Agriculture Minister Joe Ludwig’s National Food Policy Advisory Group has missed an opportunity. Its ‘big food’ members are unlikely to promote wider participation or embrace a new vision for the future of food and farming in Australia. With oil and phosphates running out and the climate changing, industrial agriculture must evolve into ecological farming systems.

“We welcome the Minister’s initiative in focusing on food sovereignty and security as it is long overdue”, said the Australian Food Sovereignty Alliance (AFSA) national spokesperson Michael Croft.

However, the membership of this Advisory Group represents the big food production and distribution interests that generate problems and crises, not solutions. This Food Council represents the status quo of the existing system – Minister Ludwig has missed a real opportunity to introduce an inclusive representation of food networks. If food security is the real issue, who in this group speaks for the thousands of Australians who go to bed hungry each night?[/quote]

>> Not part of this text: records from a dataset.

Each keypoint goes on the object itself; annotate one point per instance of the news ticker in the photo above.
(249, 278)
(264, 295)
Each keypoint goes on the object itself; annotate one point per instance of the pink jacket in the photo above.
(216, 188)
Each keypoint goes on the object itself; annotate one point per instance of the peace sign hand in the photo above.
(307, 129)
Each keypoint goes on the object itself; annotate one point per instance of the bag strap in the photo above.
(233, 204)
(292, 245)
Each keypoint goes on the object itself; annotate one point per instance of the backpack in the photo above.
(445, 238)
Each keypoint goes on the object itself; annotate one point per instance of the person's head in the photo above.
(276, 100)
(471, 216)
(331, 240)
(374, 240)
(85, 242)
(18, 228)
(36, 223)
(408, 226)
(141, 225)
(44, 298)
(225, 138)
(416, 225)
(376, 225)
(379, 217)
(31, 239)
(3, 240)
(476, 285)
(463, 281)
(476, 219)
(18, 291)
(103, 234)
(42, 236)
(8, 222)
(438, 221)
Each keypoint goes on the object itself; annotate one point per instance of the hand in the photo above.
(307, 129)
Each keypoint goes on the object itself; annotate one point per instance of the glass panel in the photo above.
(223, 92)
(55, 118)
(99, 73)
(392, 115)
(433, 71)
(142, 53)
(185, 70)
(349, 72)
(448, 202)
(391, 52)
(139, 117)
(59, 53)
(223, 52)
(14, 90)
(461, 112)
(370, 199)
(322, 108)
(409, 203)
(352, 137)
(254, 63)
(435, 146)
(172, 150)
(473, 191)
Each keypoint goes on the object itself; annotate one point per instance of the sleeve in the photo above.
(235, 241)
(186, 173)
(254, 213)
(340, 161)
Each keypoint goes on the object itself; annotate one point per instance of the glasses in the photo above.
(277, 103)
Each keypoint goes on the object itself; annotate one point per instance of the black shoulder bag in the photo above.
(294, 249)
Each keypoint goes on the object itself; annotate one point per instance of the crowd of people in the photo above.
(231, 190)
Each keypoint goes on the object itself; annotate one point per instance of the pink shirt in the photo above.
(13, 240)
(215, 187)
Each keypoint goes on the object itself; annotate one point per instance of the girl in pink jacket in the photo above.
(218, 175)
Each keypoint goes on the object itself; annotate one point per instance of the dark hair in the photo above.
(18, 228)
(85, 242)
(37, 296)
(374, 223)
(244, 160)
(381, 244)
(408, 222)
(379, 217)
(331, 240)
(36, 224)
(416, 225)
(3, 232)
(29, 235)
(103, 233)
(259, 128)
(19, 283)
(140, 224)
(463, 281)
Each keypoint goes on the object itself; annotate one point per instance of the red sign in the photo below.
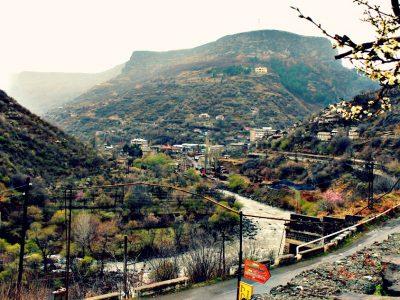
(256, 271)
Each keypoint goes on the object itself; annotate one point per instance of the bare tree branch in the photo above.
(396, 8)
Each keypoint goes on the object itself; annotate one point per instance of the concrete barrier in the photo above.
(284, 260)
(312, 252)
(110, 296)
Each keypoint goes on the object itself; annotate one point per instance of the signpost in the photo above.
(256, 271)
(245, 291)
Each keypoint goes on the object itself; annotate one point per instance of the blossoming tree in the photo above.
(378, 59)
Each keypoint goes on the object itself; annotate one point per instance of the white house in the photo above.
(261, 70)
(324, 136)
(204, 116)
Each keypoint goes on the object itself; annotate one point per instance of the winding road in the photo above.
(227, 290)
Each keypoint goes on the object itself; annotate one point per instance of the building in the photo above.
(140, 142)
(354, 134)
(324, 136)
(257, 134)
(327, 117)
(261, 70)
(334, 132)
(204, 116)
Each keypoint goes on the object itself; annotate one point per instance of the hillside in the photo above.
(41, 91)
(31, 146)
(160, 95)
(377, 137)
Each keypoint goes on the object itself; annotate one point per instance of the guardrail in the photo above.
(110, 296)
(157, 286)
(349, 229)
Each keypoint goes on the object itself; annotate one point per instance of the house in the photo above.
(334, 132)
(257, 134)
(204, 116)
(324, 136)
(261, 70)
(140, 142)
(354, 133)
(328, 118)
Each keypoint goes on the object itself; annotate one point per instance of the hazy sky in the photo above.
(94, 35)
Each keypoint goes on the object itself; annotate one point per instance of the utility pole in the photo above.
(68, 260)
(239, 275)
(370, 173)
(24, 228)
(126, 292)
(206, 158)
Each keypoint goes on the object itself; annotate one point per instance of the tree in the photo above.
(46, 239)
(237, 182)
(133, 151)
(378, 59)
(223, 222)
(104, 240)
(84, 227)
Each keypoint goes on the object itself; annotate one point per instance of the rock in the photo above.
(391, 274)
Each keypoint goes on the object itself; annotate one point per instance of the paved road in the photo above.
(269, 237)
(227, 290)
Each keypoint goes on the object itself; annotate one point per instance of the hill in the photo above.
(31, 146)
(329, 134)
(41, 91)
(171, 96)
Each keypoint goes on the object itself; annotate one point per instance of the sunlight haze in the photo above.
(92, 36)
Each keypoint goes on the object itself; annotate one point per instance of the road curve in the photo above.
(227, 290)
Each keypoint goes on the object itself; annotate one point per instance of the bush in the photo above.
(382, 184)
(202, 263)
(237, 182)
(164, 269)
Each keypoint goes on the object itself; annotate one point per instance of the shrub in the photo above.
(237, 182)
(333, 197)
(382, 184)
(202, 263)
(164, 269)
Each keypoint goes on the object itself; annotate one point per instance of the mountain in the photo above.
(171, 96)
(31, 146)
(376, 137)
(41, 91)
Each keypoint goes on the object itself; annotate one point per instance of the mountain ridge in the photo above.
(170, 89)
(41, 91)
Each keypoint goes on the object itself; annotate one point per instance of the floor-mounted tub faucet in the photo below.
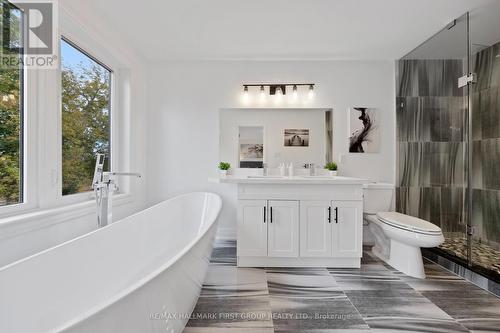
(104, 184)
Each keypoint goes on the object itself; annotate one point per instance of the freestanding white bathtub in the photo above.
(141, 274)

In its 17 December, 2010 Media Release on the Food Policy Advisory Group, the Australian Food Sovereignty Alliance says that the announcement by the Australian Government of a National Food Policy Advisory Group is a step in the right direction of an integrated national food policy.

As currently constituted however, its membership represents more of the same thinking that has generated problems and crises in our food and farming systems. There is an urgent need for bodies of this sort to be more inclusive of the innovative individuals and organisations who are leading the way towards a truly sustainable and resilient food secure future for all Australians.